La prescription frauduleuse du Dr Jean François Louis Pierre Madeleine au jockey Cédric Ségeon remet le dopage sous les feux des projecteurs. Pour Riad Emamdee, des brebis galeuses sévissent pour corrompre les cavaliers. L’ancien jockey critique leur manque de formation et les infrastructures mal adaptées à l’hippisme. Le point.
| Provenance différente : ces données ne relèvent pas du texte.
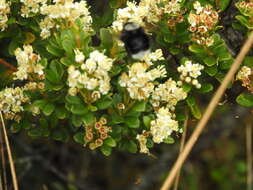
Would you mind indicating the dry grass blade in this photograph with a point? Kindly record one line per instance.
(249, 154)
(181, 147)
(13, 172)
(206, 116)
(3, 162)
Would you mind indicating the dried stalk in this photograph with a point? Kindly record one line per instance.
(13, 172)
(249, 154)
(181, 147)
(3, 162)
(206, 116)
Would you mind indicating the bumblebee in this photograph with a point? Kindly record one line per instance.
(136, 41)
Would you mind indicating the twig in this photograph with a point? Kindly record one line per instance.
(203, 121)
(181, 147)
(3, 161)
(249, 154)
(13, 172)
(6, 64)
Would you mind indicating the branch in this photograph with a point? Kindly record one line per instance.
(13, 172)
(249, 154)
(211, 107)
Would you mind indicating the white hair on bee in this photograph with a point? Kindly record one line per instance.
(140, 54)
(131, 26)
(136, 41)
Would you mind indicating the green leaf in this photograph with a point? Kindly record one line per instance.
(88, 118)
(106, 38)
(57, 68)
(197, 49)
(169, 140)
(116, 119)
(244, 21)
(210, 61)
(69, 46)
(132, 122)
(67, 61)
(76, 120)
(61, 112)
(131, 146)
(79, 137)
(40, 103)
(147, 120)
(110, 142)
(245, 99)
(52, 76)
(104, 102)
(55, 51)
(48, 109)
(196, 111)
(73, 99)
(211, 71)
(15, 127)
(191, 102)
(205, 88)
(149, 143)
(35, 132)
(60, 135)
(106, 150)
(139, 106)
(187, 87)
(222, 4)
(79, 109)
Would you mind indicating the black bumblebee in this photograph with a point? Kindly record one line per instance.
(136, 41)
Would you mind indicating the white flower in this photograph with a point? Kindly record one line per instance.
(169, 93)
(94, 73)
(64, 11)
(139, 81)
(163, 126)
(27, 63)
(79, 57)
(143, 141)
(11, 100)
(190, 72)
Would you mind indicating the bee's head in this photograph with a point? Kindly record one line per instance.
(130, 26)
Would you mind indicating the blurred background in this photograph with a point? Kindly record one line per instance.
(217, 161)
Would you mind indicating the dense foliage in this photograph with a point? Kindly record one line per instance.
(66, 74)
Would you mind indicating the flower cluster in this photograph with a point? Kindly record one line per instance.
(168, 94)
(64, 12)
(148, 11)
(28, 66)
(149, 58)
(246, 76)
(131, 13)
(11, 100)
(190, 72)
(246, 6)
(203, 21)
(163, 125)
(94, 74)
(142, 138)
(4, 11)
(139, 80)
(31, 7)
(95, 135)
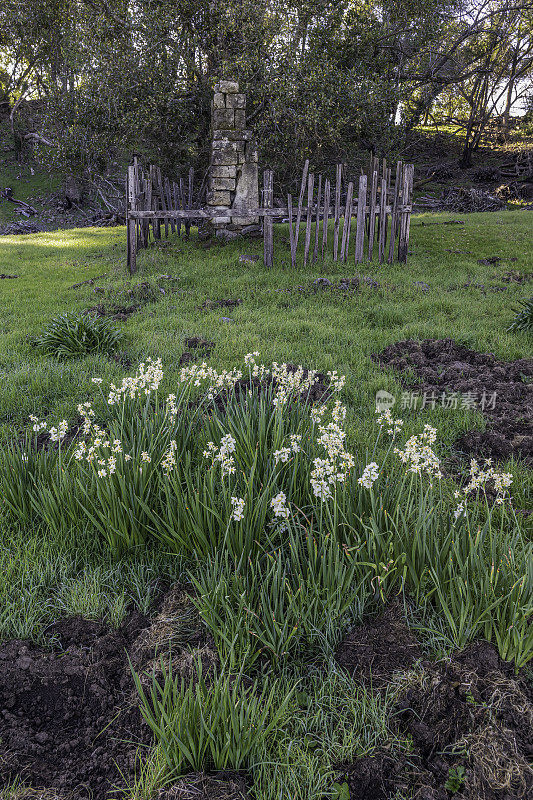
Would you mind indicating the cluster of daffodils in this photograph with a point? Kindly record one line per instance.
(147, 380)
(386, 421)
(479, 478)
(168, 462)
(222, 454)
(238, 508)
(86, 411)
(334, 468)
(369, 476)
(37, 424)
(56, 434)
(418, 454)
(279, 506)
(285, 453)
(100, 452)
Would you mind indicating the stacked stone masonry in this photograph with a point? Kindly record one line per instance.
(233, 175)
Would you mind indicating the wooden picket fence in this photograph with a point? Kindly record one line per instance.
(379, 204)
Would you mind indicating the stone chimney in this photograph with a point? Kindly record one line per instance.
(233, 176)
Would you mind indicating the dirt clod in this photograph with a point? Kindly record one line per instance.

Comment réagissez-vous face à ce nouveau cas de «dopage» impliquant le jockey Cédric Ségeon ?
Je ne suis pas étonné. Dans le passé, il y a eu des cas de dopage. Et dans le futur, il y en aura encore…

Pourquoi ?
Là où il y a de l’argent, des brebis galeuses séviront toujours de droite à gauche. Et cela se produit même à l’international. Malheureusement, je ne suis pas choqué par la situation à Maurice. Aujourd’hui, nous avons bien moins d’amoureux des chevaux. Beaucoup plus de gens sont motivés par l’«argent facile». Les passionnés de chevaux ne commettront pas de telles bêtises.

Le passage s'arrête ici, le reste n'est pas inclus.